The promise of AI brings the opportunity to move from one-to-many customer relationship management (CRM) to one-to-one engagement along the entire customer journey, powered by big data analytics, machine learning, and CRM. These systems converge colossal data feeds, distilling and analysing trends to predict how the customer might interact with the organization. Marketers can use the power of AI to uncover customer-brand interaction patterns and identify opportunities to satisfy unmet customer needs. AI derives insights from all customer interaction points to help brands convert sales at the moment of truth (customers’ engagement at peak) to drive more impactful customer engagement.
Real-time insights driving real-time engagement
Brands intent on improving the client experience now need to cut through the noise. It is hard to find any technology vendor today who is not touting the AI capabilities of their products and services. At a time when many executives are looking for new ways to boost customer engagement, it’s important to think critically about how AI can actually solve a business’s particular challenges.

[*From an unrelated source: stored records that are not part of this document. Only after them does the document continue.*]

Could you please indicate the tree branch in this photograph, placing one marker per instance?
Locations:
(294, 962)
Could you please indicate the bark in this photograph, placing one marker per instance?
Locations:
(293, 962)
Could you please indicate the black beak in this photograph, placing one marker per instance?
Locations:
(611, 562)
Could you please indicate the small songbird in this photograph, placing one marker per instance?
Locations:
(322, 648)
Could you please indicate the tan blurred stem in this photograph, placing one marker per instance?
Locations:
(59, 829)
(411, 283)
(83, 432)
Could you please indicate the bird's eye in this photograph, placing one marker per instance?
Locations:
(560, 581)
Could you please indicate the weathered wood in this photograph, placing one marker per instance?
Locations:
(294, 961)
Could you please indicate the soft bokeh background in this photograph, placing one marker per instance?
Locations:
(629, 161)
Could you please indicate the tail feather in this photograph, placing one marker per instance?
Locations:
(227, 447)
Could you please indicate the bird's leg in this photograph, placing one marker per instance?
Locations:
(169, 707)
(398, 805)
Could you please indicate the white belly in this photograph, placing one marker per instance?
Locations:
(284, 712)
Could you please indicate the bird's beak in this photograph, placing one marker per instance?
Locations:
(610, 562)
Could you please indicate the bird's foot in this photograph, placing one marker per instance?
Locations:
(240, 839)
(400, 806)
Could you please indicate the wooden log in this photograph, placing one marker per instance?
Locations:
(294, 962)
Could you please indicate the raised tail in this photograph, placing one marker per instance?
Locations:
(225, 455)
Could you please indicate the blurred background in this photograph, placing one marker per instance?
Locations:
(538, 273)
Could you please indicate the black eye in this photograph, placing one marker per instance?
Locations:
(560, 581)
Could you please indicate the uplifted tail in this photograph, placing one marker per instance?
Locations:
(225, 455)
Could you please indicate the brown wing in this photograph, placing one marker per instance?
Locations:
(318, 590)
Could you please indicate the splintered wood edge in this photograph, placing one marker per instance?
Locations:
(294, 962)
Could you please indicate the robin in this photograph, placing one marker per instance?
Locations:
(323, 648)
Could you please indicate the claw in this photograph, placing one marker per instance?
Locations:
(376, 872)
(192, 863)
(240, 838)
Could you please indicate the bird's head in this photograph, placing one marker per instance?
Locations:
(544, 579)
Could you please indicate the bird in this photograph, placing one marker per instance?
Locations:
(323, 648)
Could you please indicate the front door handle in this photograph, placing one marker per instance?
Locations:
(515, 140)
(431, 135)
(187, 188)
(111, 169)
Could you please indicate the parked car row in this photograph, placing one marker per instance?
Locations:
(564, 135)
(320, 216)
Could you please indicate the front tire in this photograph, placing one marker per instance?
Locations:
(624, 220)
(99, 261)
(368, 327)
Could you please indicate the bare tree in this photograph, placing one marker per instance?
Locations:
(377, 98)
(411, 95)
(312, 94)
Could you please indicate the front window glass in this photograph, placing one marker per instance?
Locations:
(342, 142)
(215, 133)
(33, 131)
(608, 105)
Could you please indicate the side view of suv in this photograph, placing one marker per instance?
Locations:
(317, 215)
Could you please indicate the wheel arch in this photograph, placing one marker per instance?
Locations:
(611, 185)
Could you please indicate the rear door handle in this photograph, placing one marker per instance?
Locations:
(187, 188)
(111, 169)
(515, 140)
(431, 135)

Organizations must figure out apt AI-based tools that will provide real value to achieve real results. But while it’s important for brands to understand the potential AI can bring to their organization, it’s more important to first analyze how they are engaging with customers today and where they want to go in the future. Only then, can they understand how AI can help them optimize this engagement.
For example, are organizations trying to move from marketing campaigns blasted out to broad population segments to personalized campaigns targeted to the individual? Are customer support agents bombarded with analytics data with few actionable insights when they should be equipped with guided intelligence to help them satisfy every customer? In these cases, and more, many companies large and small are using the practical power of AI to engage with customers based on their individual needs and actions.
Staying ahead of the customer journey is proving essential for organizations in an increasingly digital world. With increasingly competitive markets combined with shifting consumer needs, organizations need to be entirely in tune with their customers’ needs in real time. With every customer action – be it a website click, an opening of an email offer, or a product purchase – an AI-powered engagement platform continually adjusts and learns in real time so it can predict their next move and meet them in stride.
For example, Australian telecommunications provider Telstra deployed artificial intelligence and self-learning algorithms into its customer service practices, resulting in a 30 percent reduction in customer complaints, and improving customer service advocacy by a whopping 180 percent. While automated workflows removed enormous routine workload from the agents, the self-learning algorithms also analysed and predicted potential hiccups in the customer-brand relationship. The software suggests the most relevant offers for agents to make to each individual customer. By combining the power of AI with service agents, this also helps the agents focus their time on the most valuable actions likely to lead to the most desirable result – be it customer retention or acquisition. All of this really needs to be an ongoing process, where the systems only get better, learns as it goes, and provides more impactful results.
The business imperative to keep pace with centralized decisioning
While the Internet of Things (IoT) has empowered enterprises to access a vast array of user data and engage with consumers across platforms, many enterprises still fall short of meeting their expectations – in part due to disparate systems of intelligence. Businesses are in a way drowning in data and can’t make meaningful connections between the analytics and the actions they should take based on the data. An intelligent, centralized decision system can produce relevant, suggested actions to take in real-time with customers, while making sure that decision management is unified consistently and coherently across all channels – from online, chat, voice and beyond.
Sure, AI has a “cool” factor that has many fantasizing about the science fiction like scenarios that may someday become real. And of course, AI already is immersed in many aspects of our lives, from smarter phones to smarter dwellings – offering hints of the collective promise of the future of AI. But, to stay competitive, organizations should be implementing the right AI solutions that can demonstrate real value for them today in a more practical way. If you can cut through all the hype, you can find these AI solutions dramatically improving businesses right now across many industries. These systems leverage customer data, finds insights, and puts them into action - returning significant value for customer engagement and bringing customers back for more.